Pulau itu sebelumnya diprospek Pemerinmtah Kota (Pemkot) Batam sebagai salah satu daerah wisata. Untuk menuju ke Pulau Ngenang hanya butuh waktu sekitar 20 menit karena berjarak tiga kilometer dari Pelabuhan Telaga Punggur, Batam.

Di pulau itu belasan ibu-ibu perajin batik dan tenun, salah satunya Suhana, perajin tenun. Seperti kebanyakan wanita Melayu di pulau-pulau kecil, Suhana adalah seorang nelayan gemar memancing. Ia juga seringkali menghabiskan waktunya dengan mencari kerang saat air surut, atau mereka menyebutnya “bekarang” .

“Jadi sebenarnya kita masyarakat Melayu tak terpikir awalnya terkait wisata. Tapi setelah Dinas Pariwisata mulai menjadikan Ngenang pulau wisata, kita mulailah buat kerajinan untuk menarik orang yang berkunjung,” kata Suhana kepada ulasan.co, Selasa 26 Desember 2023.

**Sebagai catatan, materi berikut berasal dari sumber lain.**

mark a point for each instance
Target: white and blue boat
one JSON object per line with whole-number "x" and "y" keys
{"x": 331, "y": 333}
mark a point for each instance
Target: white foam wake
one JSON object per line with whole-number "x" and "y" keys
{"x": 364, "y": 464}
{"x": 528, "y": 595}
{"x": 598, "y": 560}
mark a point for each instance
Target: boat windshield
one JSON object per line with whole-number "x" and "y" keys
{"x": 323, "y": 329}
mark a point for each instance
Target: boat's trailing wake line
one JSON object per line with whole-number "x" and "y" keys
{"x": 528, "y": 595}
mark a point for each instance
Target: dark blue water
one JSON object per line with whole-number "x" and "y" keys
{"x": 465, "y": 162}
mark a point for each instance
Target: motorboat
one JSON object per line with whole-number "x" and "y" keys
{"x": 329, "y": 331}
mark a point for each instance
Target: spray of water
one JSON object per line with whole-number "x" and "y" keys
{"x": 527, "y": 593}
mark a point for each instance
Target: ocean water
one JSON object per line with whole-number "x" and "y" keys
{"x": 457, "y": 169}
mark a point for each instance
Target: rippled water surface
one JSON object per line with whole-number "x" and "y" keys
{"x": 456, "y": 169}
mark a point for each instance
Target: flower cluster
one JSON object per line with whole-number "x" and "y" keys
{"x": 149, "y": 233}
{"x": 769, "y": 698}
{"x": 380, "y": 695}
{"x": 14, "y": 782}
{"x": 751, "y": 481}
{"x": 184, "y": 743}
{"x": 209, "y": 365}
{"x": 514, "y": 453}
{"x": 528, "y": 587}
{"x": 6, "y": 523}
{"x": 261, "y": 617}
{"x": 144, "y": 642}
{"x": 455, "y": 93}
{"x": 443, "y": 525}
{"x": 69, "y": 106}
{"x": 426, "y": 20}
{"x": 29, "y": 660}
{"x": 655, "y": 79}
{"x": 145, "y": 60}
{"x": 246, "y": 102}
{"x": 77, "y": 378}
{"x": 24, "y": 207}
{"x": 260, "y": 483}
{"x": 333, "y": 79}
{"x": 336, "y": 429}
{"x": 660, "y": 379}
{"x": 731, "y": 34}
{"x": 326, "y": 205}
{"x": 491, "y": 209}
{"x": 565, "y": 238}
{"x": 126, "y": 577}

Ia menceritakan, sekitar tahun 2018 akhir, Dewan Kerajinan Nasional Daerah (Dekranasda) Kota Batam mulai mengajarkannya dan beberapa wanita di Pulau Ngenang menenun. Menurutnya, butuh waktu berbulan-bulan hingga akhirnya bisa mengerjakan tenunan sendiri.

Awalnya ada 18 orang yang mulai belajar menenun, tapi satu per satu mulai mundur teratur, merasa kesulitan menenun.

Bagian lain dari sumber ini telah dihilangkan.